Moreover human gastric carcinoma MGC803 cell line was sensitive to chitosan nanoparticles with an IC50 value of 3 µg/mL after 48 h treatment (11). The biological effect of chitosan on three human melanoma cell lines (not three cancer cell lines) was distinctive, the adhesion of primary melanoma A375 cell line and proliferation of primary melanoma SKMEL28 cell line decreased and induced apoptosis in RPMI7951 cell line similar to our study findings (31).

The HMWC cytotoxicity test using MTT assay against HepG2, A549, and PC3, as the model tumor cell lines, has been carried out before with concentrations ranging from 0.75 to 50 µg/mL. While HMWC showed significantly higher cytotoxicity toward human HepG2 and A549 than PC3 cells, in concordance with our study ,those results demonstrated that HMWC has antitumor activities against various tumor cell lines in vitro and might be applicable as an antitumor agent based on the biodegradability and biocompatibility of HMWC(32).
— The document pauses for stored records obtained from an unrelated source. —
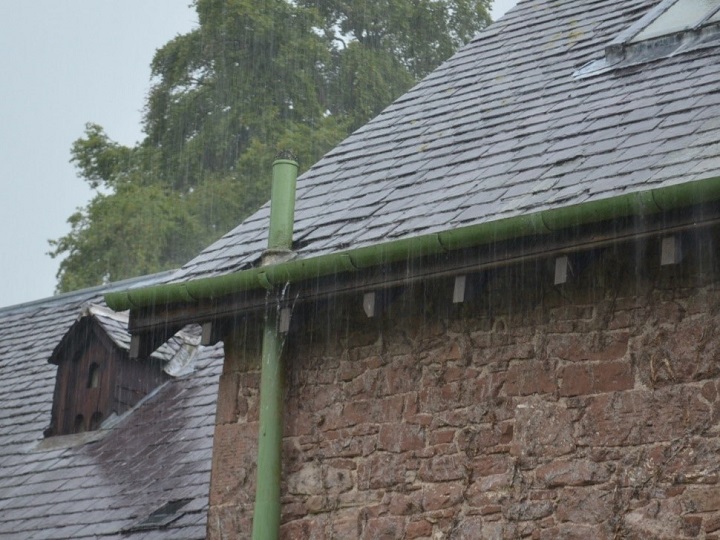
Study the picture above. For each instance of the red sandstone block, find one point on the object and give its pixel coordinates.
(444, 468)
(227, 399)
(401, 437)
(600, 346)
(405, 504)
(381, 470)
(712, 523)
(418, 529)
(595, 378)
(585, 505)
(384, 528)
(702, 500)
(572, 473)
(444, 495)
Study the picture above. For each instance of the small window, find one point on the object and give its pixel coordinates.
(93, 375)
(79, 423)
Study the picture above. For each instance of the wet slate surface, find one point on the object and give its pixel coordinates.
(501, 129)
(158, 453)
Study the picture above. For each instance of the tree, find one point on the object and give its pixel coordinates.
(253, 78)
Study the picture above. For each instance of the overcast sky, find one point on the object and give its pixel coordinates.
(65, 63)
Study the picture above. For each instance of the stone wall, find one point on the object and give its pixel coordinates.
(586, 410)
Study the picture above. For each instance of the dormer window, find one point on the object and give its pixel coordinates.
(678, 16)
(96, 379)
(94, 375)
(670, 28)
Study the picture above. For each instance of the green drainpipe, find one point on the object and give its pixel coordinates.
(266, 518)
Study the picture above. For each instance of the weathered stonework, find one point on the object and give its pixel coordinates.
(588, 410)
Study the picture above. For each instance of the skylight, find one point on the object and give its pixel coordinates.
(679, 16)
(671, 27)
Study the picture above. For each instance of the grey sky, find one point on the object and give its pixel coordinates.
(64, 64)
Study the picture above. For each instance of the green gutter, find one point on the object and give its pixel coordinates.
(543, 222)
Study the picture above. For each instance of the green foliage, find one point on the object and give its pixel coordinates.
(253, 79)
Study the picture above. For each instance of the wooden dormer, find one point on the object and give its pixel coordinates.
(96, 379)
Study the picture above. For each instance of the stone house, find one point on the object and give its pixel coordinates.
(94, 444)
(497, 316)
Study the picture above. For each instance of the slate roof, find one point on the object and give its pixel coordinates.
(59, 488)
(502, 129)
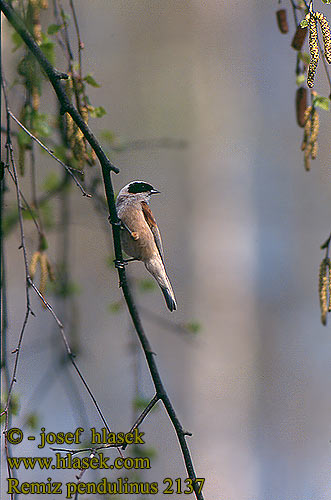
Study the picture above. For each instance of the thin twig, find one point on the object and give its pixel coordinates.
(68, 169)
(143, 415)
(106, 166)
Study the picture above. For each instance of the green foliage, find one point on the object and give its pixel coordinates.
(300, 79)
(17, 40)
(108, 136)
(23, 139)
(32, 421)
(53, 29)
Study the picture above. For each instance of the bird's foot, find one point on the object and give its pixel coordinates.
(120, 264)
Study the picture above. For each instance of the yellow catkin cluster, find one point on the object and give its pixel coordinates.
(325, 28)
(313, 49)
(323, 288)
(309, 144)
(312, 18)
(34, 11)
(46, 271)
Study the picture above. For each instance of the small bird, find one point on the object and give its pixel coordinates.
(141, 237)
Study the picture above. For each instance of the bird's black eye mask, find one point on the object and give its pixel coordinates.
(140, 187)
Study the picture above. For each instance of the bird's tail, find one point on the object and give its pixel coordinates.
(169, 297)
(156, 268)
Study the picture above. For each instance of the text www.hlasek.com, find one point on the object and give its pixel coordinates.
(70, 462)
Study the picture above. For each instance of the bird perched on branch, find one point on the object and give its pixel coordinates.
(141, 237)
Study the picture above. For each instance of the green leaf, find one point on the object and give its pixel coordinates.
(23, 139)
(53, 28)
(322, 102)
(108, 136)
(300, 79)
(97, 112)
(17, 40)
(32, 420)
(90, 80)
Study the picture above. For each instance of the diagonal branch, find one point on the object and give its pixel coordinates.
(55, 77)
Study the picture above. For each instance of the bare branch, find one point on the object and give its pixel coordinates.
(106, 166)
(68, 169)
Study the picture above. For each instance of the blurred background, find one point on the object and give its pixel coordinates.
(242, 223)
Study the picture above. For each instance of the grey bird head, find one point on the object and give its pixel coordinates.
(139, 190)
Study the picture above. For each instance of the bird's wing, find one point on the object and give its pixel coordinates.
(149, 217)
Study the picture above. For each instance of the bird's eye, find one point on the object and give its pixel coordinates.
(140, 187)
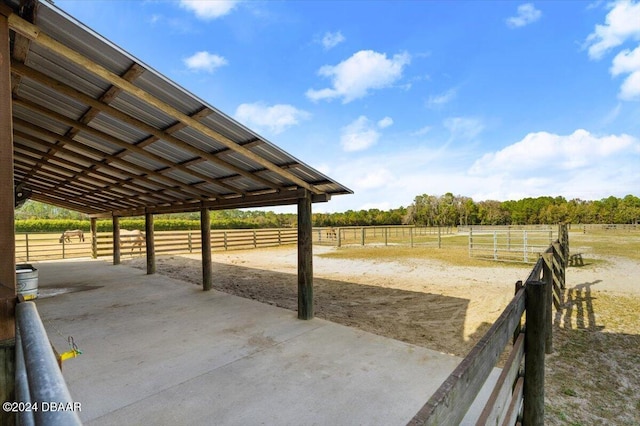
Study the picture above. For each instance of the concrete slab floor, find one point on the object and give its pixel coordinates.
(158, 351)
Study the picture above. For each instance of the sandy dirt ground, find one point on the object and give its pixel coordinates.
(419, 301)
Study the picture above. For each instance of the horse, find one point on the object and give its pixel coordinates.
(331, 233)
(66, 235)
(135, 237)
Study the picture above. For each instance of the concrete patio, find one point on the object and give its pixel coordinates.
(161, 351)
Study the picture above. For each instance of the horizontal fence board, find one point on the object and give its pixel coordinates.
(513, 412)
(462, 386)
(500, 398)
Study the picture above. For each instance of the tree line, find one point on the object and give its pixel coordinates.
(426, 210)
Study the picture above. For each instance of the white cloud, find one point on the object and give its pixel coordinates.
(543, 151)
(331, 40)
(442, 99)
(209, 9)
(354, 77)
(359, 135)
(463, 127)
(274, 118)
(385, 122)
(527, 14)
(205, 61)
(621, 24)
(422, 131)
(628, 61)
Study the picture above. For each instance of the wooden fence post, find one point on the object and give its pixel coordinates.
(205, 237)
(94, 237)
(547, 277)
(533, 413)
(150, 244)
(116, 240)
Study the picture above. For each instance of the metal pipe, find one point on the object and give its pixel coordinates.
(46, 384)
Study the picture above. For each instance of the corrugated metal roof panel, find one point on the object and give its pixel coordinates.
(142, 134)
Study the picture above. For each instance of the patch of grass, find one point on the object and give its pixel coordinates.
(452, 255)
(607, 243)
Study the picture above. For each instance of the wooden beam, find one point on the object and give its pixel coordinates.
(157, 134)
(305, 258)
(151, 250)
(205, 235)
(35, 34)
(7, 234)
(7, 197)
(116, 240)
(94, 238)
(533, 412)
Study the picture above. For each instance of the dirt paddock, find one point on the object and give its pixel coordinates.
(418, 301)
(448, 308)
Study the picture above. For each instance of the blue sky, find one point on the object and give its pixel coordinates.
(492, 100)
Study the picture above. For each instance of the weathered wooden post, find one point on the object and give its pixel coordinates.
(533, 413)
(116, 240)
(547, 277)
(7, 230)
(26, 244)
(150, 244)
(305, 258)
(205, 235)
(94, 237)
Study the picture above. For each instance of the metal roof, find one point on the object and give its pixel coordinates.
(97, 131)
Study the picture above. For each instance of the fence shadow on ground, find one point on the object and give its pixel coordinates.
(593, 368)
(429, 320)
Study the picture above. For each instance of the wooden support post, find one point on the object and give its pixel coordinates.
(305, 259)
(116, 240)
(547, 277)
(205, 235)
(94, 238)
(7, 233)
(151, 249)
(533, 414)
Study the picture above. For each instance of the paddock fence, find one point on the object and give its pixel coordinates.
(382, 235)
(46, 246)
(518, 394)
(510, 244)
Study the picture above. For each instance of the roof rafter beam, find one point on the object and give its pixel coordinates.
(109, 181)
(144, 176)
(61, 175)
(32, 32)
(70, 122)
(156, 134)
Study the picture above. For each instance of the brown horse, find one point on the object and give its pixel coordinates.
(66, 235)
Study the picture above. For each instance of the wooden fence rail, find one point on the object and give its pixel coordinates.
(381, 235)
(518, 395)
(45, 246)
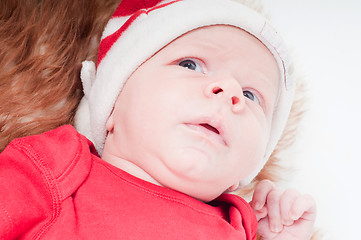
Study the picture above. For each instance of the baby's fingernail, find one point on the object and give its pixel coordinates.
(276, 228)
(287, 222)
(294, 216)
(258, 206)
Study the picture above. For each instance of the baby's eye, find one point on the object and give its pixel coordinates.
(191, 64)
(251, 96)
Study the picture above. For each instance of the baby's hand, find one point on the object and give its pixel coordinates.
(283, 215)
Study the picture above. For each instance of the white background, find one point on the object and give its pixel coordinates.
(326, 39)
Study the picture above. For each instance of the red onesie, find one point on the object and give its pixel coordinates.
(54, 186)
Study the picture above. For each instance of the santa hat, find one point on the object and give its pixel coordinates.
(140, 28)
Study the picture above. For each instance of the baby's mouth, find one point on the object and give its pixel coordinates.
(209, 131)
(209, 127)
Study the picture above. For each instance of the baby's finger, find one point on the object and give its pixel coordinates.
(303, 207)
(260, 194)
(274, 214)
(286, 202)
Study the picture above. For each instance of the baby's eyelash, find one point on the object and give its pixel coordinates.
(192, 64)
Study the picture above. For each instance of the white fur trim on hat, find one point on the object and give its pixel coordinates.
(131, 39)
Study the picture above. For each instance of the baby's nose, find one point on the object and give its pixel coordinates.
(227, 90)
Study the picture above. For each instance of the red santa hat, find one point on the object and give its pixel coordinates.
(140, 28)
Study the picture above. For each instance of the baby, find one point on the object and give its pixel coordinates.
(187, 102)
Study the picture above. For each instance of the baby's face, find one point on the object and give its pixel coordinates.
(196, 116)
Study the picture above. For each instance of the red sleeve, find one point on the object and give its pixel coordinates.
(25, 199)
(36, 174)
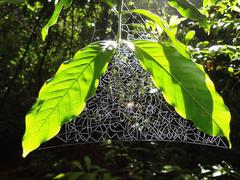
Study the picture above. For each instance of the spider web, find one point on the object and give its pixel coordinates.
(127, 106)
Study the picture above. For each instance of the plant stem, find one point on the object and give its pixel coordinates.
(120, 21)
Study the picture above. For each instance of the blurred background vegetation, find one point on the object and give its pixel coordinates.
(26, 62)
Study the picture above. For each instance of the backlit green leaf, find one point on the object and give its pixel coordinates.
(64, 96)
(185, 86)
(209, 2)
(54, 17)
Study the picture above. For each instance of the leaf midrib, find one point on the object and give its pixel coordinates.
(184, 89)
(68, 89)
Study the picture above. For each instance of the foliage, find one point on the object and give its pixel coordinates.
(27, 61)
(63, 97)
(173, 74)
(54, 17)
(72, 87)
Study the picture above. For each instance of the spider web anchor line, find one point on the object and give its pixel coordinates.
(127, 106)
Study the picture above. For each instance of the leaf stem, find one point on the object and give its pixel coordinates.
(120, 21)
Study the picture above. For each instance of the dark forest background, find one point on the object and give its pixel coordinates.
(26, 62)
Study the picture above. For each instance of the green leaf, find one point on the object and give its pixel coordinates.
(209, 2)
(12, 1)
(111, 3)
(64, 96)
(185, 86)
(170, 33)
(53, 20)
(188, 10)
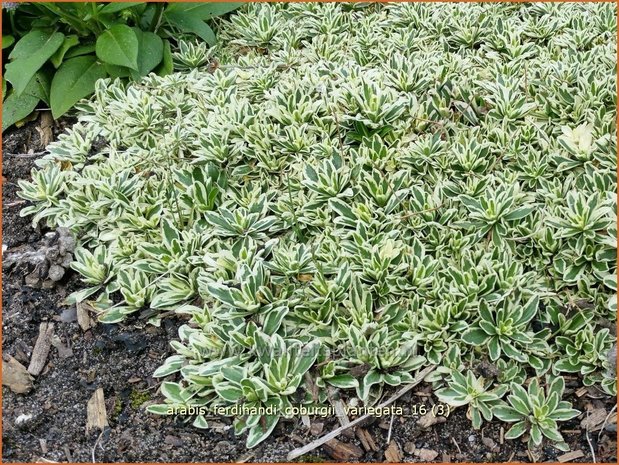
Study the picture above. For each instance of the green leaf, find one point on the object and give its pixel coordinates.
(69, 42)
(116, 71)
(160, 409)
(307, 357)
(517, 430)
(200, 422)
(228, 392)
(166, 66)
(74, 80)
(475, 336)
(189, 23)
(343, 381)
(7, 41)
(29, 55)
(259, 433)
(519, 213)
(204, 10)
(17, 107)
(118, 6)
(118, 46)
(80, 50)
(150, 52)
(506, 413)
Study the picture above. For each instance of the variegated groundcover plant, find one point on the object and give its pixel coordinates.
(341, 194)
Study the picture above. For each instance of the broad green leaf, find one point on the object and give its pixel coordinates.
(166, 66)
(17, 107)
(118, 6)
(150, 52)
(204, 10)
(517, 430)
(118, 46)
(475, 336)
(343, 381)
(160, 409)
(80, 50)
(7, 41)
(116, 71)
(74, 80)
(189, 23)
(29, 55)
(69, 42)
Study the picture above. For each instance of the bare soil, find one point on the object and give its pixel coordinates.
(120, 358)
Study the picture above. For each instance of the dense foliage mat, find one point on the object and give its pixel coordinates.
(345, 194)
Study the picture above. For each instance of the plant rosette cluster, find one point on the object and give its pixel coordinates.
(355, 193)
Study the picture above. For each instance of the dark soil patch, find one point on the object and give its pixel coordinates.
(121, 358)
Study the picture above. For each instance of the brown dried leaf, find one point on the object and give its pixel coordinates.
(594, 419)
(16, 377)
(96, 412)
(426, 455)
(393, 454)
(341, 451)
(41, 349)
(366, 439)
(576, 454)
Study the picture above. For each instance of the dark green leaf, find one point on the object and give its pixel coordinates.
(118, 46)
(74, 80)
(150, 52)
(29, 55)
(188, 22)
(69, 42)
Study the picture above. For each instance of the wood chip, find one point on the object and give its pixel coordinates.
(16, 377)
(393, 454)
(342, 451)
(430, 419)
(594, 420)
(96, 413)
(83, 317)
(316, 428)
(570, 456)
(64, 351)
(41, 349)
(366, 439)
(426, 455)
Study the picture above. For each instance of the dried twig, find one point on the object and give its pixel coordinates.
(589, 441)
(94, 448)
(606, 421)
(390, 429)
(41, 349)
(320, 441)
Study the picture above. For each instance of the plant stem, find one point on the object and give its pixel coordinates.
(156, 22)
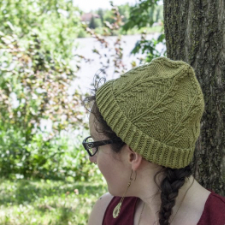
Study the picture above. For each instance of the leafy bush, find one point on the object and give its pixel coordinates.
(36, 75)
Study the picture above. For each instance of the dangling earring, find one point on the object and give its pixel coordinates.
(116, 210)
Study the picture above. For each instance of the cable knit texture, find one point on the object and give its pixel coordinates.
(155, 109)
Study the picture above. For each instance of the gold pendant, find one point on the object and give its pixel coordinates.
(116, 210)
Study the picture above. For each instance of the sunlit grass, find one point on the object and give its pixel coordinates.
(24, 202)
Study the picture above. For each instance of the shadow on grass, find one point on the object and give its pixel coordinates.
(25, 192)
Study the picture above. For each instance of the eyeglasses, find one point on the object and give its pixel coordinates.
(91, 146)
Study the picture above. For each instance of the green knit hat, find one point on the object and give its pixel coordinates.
(155, 109)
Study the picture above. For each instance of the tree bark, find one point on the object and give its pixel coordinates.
(195, 33)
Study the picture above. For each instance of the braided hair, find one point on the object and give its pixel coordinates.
(173, 180)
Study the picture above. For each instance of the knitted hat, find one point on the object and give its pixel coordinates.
(155, 109)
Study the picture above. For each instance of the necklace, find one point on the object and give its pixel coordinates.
(177, 209)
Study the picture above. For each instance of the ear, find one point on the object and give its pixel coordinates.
(134, 159)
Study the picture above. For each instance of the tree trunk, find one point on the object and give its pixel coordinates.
(195, 33)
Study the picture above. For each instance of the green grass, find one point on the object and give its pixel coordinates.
(40, 202)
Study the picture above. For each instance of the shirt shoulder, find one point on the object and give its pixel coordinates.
(214, 211)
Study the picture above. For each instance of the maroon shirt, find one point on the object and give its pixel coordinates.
(213, 213)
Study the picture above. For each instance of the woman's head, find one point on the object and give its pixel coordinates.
(155, 109)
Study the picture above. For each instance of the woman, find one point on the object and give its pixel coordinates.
(143, 129)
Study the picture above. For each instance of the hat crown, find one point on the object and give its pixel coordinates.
(160, 103)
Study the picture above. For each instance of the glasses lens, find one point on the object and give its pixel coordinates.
(93, 150)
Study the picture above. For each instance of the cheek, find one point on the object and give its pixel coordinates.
(112, 170)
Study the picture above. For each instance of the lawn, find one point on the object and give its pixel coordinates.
(41, 202)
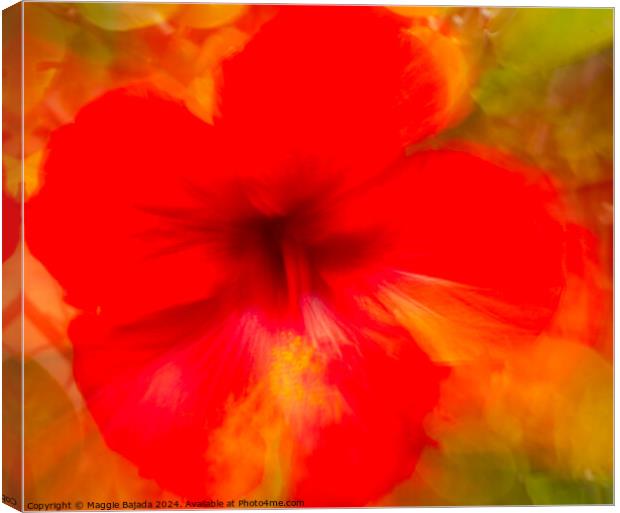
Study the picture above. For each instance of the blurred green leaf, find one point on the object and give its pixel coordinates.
(533, 43)
(545, 489)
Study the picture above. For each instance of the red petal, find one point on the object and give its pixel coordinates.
(114, 220)
(459, 217)
(388, 391)
(341, 88)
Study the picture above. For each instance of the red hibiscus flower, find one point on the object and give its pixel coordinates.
(262, 263)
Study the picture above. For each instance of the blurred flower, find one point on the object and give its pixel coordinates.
(251, 292)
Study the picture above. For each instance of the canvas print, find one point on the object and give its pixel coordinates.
(288, 256)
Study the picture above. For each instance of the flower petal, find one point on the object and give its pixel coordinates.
(159, 388)
(464, 219)
(110, 219)
(346, 86)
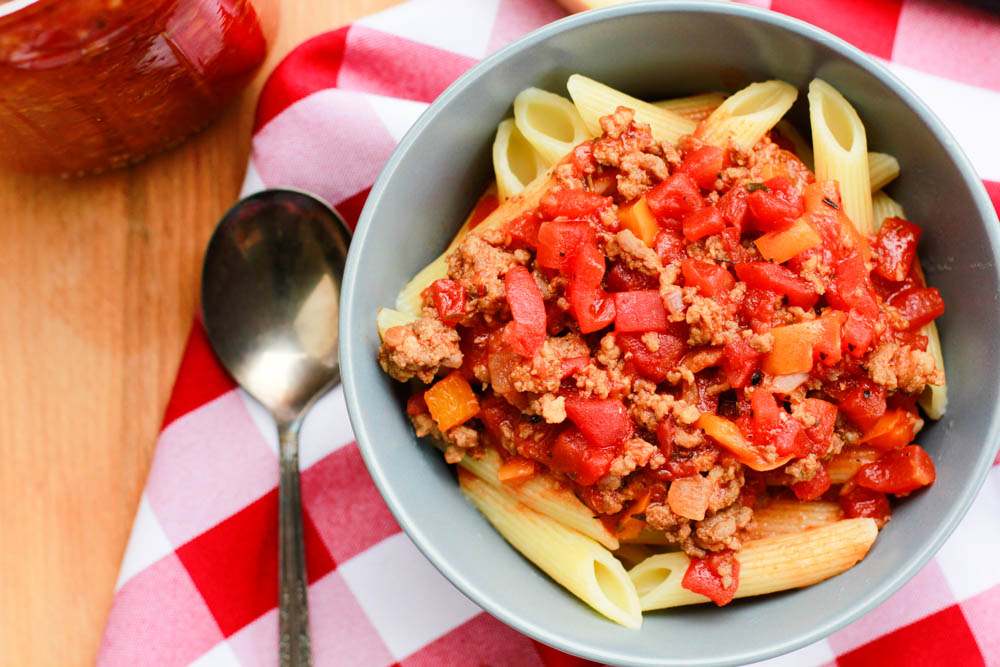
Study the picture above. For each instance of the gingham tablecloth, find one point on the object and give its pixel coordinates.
(198, 583)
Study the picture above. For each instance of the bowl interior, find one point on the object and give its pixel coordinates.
(655, 51)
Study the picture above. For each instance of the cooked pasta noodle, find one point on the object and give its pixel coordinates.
(594, 100)
(767, 565)
(748, 114)
(578, 563)
(549, 122)
(841, 150)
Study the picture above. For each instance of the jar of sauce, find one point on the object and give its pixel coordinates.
(88, 85)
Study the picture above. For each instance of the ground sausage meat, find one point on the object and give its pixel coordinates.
(419, 350)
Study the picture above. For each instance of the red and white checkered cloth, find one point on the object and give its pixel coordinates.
(198, 583)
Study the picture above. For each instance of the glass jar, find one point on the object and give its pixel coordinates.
(87, 85)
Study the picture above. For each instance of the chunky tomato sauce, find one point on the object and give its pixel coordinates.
(679, 334)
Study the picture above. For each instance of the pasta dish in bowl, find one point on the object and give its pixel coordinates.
(676, 351)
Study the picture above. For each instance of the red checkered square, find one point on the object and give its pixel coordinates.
(158, 618)
(377, 62)
(950, 39)
(943, 638)
(200, 378)
(869, 25)
(235, 564)
(982, 613)
(925, 593)
(209, 464)
(350, 514)
(482, 640)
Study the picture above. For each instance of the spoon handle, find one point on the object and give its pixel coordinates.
(294, 648)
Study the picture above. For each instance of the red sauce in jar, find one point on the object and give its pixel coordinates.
(87, 85)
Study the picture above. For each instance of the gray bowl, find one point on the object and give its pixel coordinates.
(654, 51)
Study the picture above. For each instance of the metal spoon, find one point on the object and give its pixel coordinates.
(270, 291)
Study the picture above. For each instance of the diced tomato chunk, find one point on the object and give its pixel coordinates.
(898, 471)
(703, 222)
(865, 503)
(739, 361)
(858, 333)
(777, 278)
(918, 305)
(524, 229)
(733, 206)
(604, 421)
(710, 279)
(851, 287)
(863, 403)
(592, 307)
(895, 248)
(622, 278)
(674, 198)
(558, 242)
(773, 426)
(787, 191)
(526, 332)
(813, 488)
(652, 365)
(770, 212)
(572, 203)
(669, 246)
(640, 310)
(576, 456)
(449, 299)
(716, 576)
(703, 166)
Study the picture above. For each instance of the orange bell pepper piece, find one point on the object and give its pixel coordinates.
(781, 246)
(451, 401)
(893, 430)
(638, 219)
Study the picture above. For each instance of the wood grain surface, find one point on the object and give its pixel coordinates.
(98, 285)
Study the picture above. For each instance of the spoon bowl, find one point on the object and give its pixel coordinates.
(270, 296)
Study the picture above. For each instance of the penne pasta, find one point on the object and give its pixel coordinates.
(576, 562)
(593, 100)
(841, 150)
(784, 516)
(515, 161)
(549, 122)
(693, 107)
(934, 400)
(748, 114)
(768, 565)
(631, 555)
(545, 494)
(882, 170)
(802, 148)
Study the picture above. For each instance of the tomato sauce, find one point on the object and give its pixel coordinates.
(95, 84)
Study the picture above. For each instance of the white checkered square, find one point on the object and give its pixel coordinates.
(409, 602)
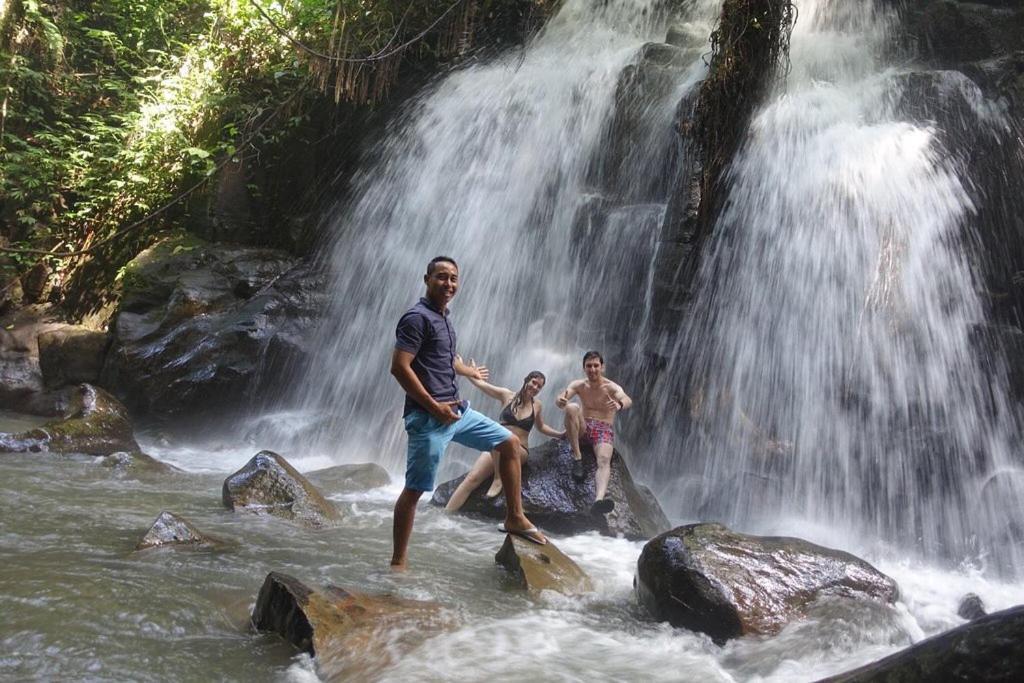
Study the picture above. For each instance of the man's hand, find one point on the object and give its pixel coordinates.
(444, 413)
(477, 372)
(611, 402)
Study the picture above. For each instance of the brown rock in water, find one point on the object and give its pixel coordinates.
(268, 484)
(710, 579)
(136, 462)
(985, 649)
(556, 502)
(169, 529)
(71, 354)
(94, 423)
(350, 477)
(353, 636)
(542, 567)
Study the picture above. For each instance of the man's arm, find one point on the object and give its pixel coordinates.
(401, 369)
(563, 398)
(620, 396)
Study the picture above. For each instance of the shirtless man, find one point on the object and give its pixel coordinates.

Galbiati and et al reported the chitosan–folate microcapsules loaded with camptothecin significantly reduced the proliferation of HeLa tumor cells, while they have a negligible effect on fibroblasts (33).

In conclusion, two types of chitosan with different molecular weights and DDA are implicated to exhibit growth inhibitory effects against HeLa, Saos-2 and MCF-7 as tumor cell lines. It might be an option for treatment of cancer with fewer side effects and more studies involving in vivo experiments, drug formulation and clinical trials would be necessary in the future.